Tanpa norma yang benar, manusia hanya menggantungkan diri pada nasib, pada orang lain, atau pada sesuatu yang tidak pasti. Norma yang benar akan mendidik diri sendiri untuk suatu pengendalian.

“Jika ingin nilaimu bagus satu-satunya jalan terbaik ya perhatikan setiap ajaran Bapak dan Ibu Guru, mengulang pelajaran sendiri di rumah …dan ”
“.. itu berarti aku yang menentukan sendiri hasil belajarku ya paman, tapi kalau nilainya tetap jelek ? ”
“Kamu benar-benar mengerti yang kau pelajari ?”
“Tentu saja …Paman ”
“Kalau begitu ilmumu tidak akan hilang, biar saja nilaimu tertinggal di raport tapi ilmumu tidak”
Paman lalu menjelaskan bahwa Tuhan tidak pernah salah memberikan berkah. Bisa saja orang lain menjadi kaya dengan cara tidak halal, tetapi di akhir hari mereka hanya menuai derita terhina dan bahkan bisa masuk penjara. Tetaplah di garis ajaran-Nya maka berkah usaha hanya masalah sekeras apa dalam berusaha.
“Kemudian tentang ulur, sederhananya kamu harus cerdik ..”
“Maksudnya paman ? untuk bersaing dengan teman-temanku yang suka mencontek ?”
Bahwa manusia harus berprestasi adalah wajib. Bahwa ada keterbatasan norma, waktu, dan kesempatan juga adalah suatu kewajaran. Namun hanya menunggu nasib baik prestasi hanyalah mimpi.
“Jadi apa yang harus kulakukan …”
“Kamu harus memberi kesempatan, mengusahakan segala cara untuk bisa selain mencontek tadi. Bisa kan kamu bertanya ke Pak Guru, belajar pada teman yang lebih pintar, berlatih lebih banyak soal-soal di buku ”
Budi mengangguk mengerti.

Layang-layang itu masih menari di angkasa. Hembusan – hembusan segar semilir angin masih membuai mereka. Sementara ditengah lapangan beberapa layang-layang lain masih bertanding, Budi dan pamannya tampak masih berbincang tentang makna-makna permainan layang-layang.
“Lihat Budi bahkan setelah layang-layang itu mengangkasa dengan tenangnya hal itu masih menandakan sesuatu hal ”
“Apa itu ..Paman ” ia menengadahkan kepala mencari-cari.
“Keseimbangan .. lagi-lagi keseimbangan , kemapanan, ketegaran ..”
Budi belum mengerti, tatap matanya masih kosong.
“Apa yang kamu rasakan pada tali itu ?”
“Tekanan, serasa beban .. apalagi kalau angin sedang bertiup kencang ”
Memang benar selalu ada tekanan, selalu ada beban, bahkan seringkali disebut cobaan dalam setiap usaha. Tidak mungkin ada itu semua karena hanya hembusan anginlah yang membawa layang-layang gagah mengangkasa, karena hanya hembusan angin yang dirasakan sebagai beban itulah yang akan membawa kesuksesan. Bersahabatlah dengan tekanan, beban. Peluklah cobaan sebagai jalan menuju setiap tangga prestasi.

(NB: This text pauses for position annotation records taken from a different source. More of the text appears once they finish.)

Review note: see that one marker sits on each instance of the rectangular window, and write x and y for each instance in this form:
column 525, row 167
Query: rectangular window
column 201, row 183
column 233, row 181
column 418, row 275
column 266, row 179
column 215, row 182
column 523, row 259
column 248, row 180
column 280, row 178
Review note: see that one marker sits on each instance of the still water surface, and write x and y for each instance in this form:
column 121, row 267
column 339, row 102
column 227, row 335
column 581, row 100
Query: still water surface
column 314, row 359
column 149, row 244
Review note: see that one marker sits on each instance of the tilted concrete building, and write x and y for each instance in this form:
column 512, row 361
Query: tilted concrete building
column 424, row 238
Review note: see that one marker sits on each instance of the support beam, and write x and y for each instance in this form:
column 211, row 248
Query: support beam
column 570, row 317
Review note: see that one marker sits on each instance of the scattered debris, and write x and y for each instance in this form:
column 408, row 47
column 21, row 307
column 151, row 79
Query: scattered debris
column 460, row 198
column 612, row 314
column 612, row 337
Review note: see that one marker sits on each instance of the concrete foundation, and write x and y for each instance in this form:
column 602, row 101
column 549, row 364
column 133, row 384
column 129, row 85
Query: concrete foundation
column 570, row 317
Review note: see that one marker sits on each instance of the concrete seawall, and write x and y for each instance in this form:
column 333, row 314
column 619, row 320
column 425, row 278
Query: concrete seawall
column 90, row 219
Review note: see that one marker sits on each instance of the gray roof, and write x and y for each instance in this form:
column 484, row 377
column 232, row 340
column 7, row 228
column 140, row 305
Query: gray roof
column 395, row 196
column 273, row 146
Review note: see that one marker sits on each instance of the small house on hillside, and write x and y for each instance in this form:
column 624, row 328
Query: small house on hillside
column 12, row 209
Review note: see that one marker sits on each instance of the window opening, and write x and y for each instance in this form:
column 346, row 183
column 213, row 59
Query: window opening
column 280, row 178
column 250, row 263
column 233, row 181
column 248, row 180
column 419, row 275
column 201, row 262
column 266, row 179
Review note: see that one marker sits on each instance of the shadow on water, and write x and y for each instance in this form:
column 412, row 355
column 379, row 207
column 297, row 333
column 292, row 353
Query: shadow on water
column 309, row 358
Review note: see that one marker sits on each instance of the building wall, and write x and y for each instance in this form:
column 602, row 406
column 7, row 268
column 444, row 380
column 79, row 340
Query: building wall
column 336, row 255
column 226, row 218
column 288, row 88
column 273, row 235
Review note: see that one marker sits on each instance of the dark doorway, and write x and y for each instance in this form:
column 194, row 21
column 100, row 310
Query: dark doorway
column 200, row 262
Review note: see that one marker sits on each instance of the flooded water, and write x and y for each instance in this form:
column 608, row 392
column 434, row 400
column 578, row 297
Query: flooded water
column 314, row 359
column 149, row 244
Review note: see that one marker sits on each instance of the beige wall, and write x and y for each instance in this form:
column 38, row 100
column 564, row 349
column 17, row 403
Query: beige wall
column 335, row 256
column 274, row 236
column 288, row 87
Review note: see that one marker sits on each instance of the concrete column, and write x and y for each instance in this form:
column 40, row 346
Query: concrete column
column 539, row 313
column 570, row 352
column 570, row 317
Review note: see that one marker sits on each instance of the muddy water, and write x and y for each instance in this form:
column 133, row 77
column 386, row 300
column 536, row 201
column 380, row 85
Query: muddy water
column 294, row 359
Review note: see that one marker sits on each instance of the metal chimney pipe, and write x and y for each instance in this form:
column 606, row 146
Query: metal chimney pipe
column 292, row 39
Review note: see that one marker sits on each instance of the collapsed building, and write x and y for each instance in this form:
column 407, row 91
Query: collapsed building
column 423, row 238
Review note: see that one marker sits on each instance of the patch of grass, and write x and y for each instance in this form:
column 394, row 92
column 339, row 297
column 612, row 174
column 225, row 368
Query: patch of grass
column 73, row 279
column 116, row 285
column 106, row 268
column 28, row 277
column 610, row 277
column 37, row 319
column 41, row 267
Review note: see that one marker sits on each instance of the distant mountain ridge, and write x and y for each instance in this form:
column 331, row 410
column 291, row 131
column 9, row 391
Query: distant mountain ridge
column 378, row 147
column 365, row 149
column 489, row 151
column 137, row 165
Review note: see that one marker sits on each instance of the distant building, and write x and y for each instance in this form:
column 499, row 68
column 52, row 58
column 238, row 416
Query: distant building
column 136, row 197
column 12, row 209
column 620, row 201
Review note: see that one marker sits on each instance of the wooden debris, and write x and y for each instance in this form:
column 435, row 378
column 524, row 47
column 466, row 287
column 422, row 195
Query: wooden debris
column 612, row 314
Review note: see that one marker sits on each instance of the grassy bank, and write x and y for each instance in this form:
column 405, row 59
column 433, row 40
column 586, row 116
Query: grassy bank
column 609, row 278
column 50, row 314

“Tapi kita sendiri harus terus melakukan tarik – ulur kan Paman ?”
“Benar Budi, namun jika sudah diatas sana cukup dengan menahannya, tinggal waspada saja jika kamu sudah di puncak prestasimu ..”
“Apa yang ditakuti ketika sudah mencapai puncak ? bukankan segalanya sudah tercapai ?”
Paman menjawabnya cerdik.
“Jika kau lepas pegangan tali ini kira-kira apa yang terjadi ?”
“Ups .. seperti layangan putus .. terbang lepas tanpa arah .. ”
“Itulah jawabannya ..maka tetap pegang erat talimu, waspadalah ” tegas Paman.

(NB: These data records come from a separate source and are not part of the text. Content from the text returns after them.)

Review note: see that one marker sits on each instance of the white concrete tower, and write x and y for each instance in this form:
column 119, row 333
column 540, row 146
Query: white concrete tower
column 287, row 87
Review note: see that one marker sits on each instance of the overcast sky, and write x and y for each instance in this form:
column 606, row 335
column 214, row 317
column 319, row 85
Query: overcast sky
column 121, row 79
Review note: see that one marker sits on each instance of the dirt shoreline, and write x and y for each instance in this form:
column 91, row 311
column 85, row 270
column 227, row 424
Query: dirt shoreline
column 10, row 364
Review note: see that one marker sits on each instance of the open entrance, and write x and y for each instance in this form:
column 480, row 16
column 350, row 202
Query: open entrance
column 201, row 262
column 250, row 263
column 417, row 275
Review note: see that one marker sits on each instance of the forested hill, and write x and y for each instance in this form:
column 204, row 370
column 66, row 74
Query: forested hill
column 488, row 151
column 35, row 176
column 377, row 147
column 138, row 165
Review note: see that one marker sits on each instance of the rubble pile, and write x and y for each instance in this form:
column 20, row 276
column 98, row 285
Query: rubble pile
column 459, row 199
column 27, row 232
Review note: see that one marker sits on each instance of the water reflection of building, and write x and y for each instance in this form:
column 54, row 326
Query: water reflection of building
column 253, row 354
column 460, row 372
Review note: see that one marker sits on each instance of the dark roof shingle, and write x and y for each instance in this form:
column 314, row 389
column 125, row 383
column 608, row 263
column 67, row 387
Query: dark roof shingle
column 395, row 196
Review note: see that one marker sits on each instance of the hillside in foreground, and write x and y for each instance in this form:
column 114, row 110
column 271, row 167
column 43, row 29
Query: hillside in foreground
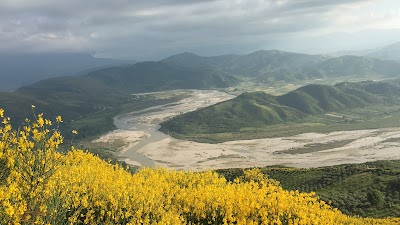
column 368, row 189
column 41, row 186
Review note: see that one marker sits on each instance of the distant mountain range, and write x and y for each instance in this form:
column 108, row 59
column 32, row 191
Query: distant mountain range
column 257, row 109
column 389, row 52
column 17, row 70
column 74, row 96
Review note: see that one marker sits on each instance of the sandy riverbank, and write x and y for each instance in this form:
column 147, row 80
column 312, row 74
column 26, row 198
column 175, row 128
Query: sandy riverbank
column 140, row 128
column 366, row 145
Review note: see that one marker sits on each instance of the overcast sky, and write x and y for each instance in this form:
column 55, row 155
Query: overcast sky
column 146, row 29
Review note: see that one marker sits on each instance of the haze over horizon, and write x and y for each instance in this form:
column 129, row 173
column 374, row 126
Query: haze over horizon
column 153, row 30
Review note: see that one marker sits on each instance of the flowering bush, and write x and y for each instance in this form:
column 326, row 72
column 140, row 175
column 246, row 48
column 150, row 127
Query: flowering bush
column 38, row 185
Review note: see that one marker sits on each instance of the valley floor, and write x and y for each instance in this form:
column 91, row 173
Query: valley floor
column 144, row 145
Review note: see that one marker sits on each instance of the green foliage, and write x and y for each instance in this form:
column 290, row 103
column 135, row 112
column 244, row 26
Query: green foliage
column 257, row 109
column 369, row 189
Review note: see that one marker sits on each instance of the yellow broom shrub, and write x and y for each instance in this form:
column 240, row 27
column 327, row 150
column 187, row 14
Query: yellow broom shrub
column 38, row 185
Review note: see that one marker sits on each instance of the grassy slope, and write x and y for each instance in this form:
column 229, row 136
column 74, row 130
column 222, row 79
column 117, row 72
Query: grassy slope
column 269, row 115
column 369, row 189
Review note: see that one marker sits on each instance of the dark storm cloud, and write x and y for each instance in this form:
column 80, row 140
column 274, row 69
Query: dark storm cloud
column 126, row 28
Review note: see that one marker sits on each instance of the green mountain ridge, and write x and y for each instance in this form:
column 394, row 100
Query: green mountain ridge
column 259, row 109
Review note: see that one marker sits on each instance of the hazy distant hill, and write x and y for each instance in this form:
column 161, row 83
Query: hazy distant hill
column 259, row 109
column 18, row 70
column 275, row 65
column 74, row 96
column 389, row 52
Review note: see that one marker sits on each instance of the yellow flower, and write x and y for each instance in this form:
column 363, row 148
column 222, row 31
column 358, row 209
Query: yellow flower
column 59, row 119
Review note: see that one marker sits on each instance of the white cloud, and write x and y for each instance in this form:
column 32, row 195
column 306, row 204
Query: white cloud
column 148, row 29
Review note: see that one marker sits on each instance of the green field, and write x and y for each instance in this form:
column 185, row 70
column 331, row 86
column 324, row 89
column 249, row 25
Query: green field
column 311, row 108
column 368, row 189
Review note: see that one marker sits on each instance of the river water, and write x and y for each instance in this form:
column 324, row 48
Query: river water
column 148, row 120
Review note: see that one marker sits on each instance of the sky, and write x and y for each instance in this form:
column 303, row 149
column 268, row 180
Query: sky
column 154, row 29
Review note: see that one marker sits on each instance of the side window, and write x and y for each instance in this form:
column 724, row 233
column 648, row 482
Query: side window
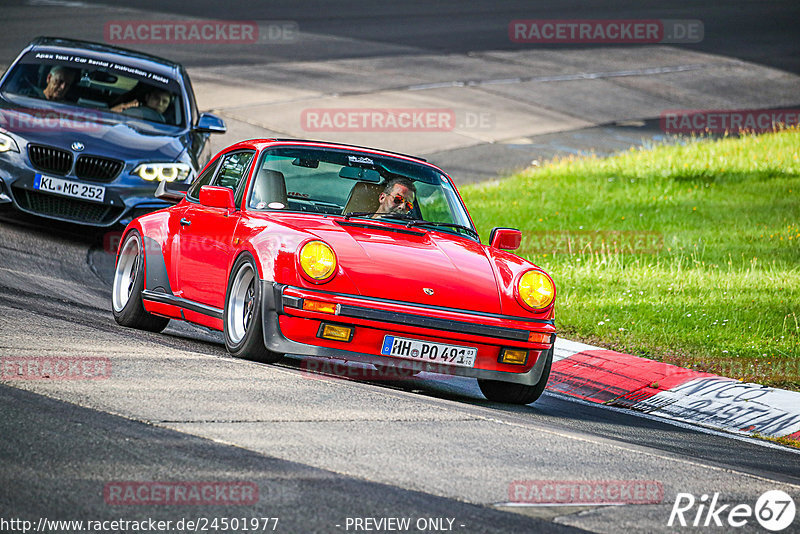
column 232, row 169
column 204, row 179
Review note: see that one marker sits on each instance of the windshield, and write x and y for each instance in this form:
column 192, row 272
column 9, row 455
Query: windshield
column 127, row 91
column 338, row 182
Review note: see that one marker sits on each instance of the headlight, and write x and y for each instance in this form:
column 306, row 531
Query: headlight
column 7, row 143
column 317, row 260
column 163, row 172
column 535, row 290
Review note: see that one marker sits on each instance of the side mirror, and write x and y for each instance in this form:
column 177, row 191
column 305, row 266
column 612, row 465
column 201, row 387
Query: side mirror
column 505, row 238
column 215, row 196
column 171, row 191
column 210, row 123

Puncak – puncak kemenangan dan pencapaian mimpi selalu didamba setiap manusia. Kita akan selalu dihadapkan 3 pertanyaan,
bagaimana memulainya,
bagaimana berjuang mencapainya,
dan bagaimana menyikapi ketika sudah tercapai.

Harmoni dalam prestasi adalah jawabannya. Maka biarlah angin memacu terbang layang-layang itu, lepas ulur talimu. Namun tetap kekang talimu, tarik untuk seimbangkan laju terbangnya, kendalikan arahnya, dan jika sampai di ketinggian angkasa tetaplah waspada. Tali itu adalah pegangan dan jaminan kejayaanmu. Tali itu adalah pagar-pagar norma dalam setiap langkah pikiran, hati, dan perbuatan. Dengannya kemenanganmu berarti, tanpanya hanya kesia-siaan.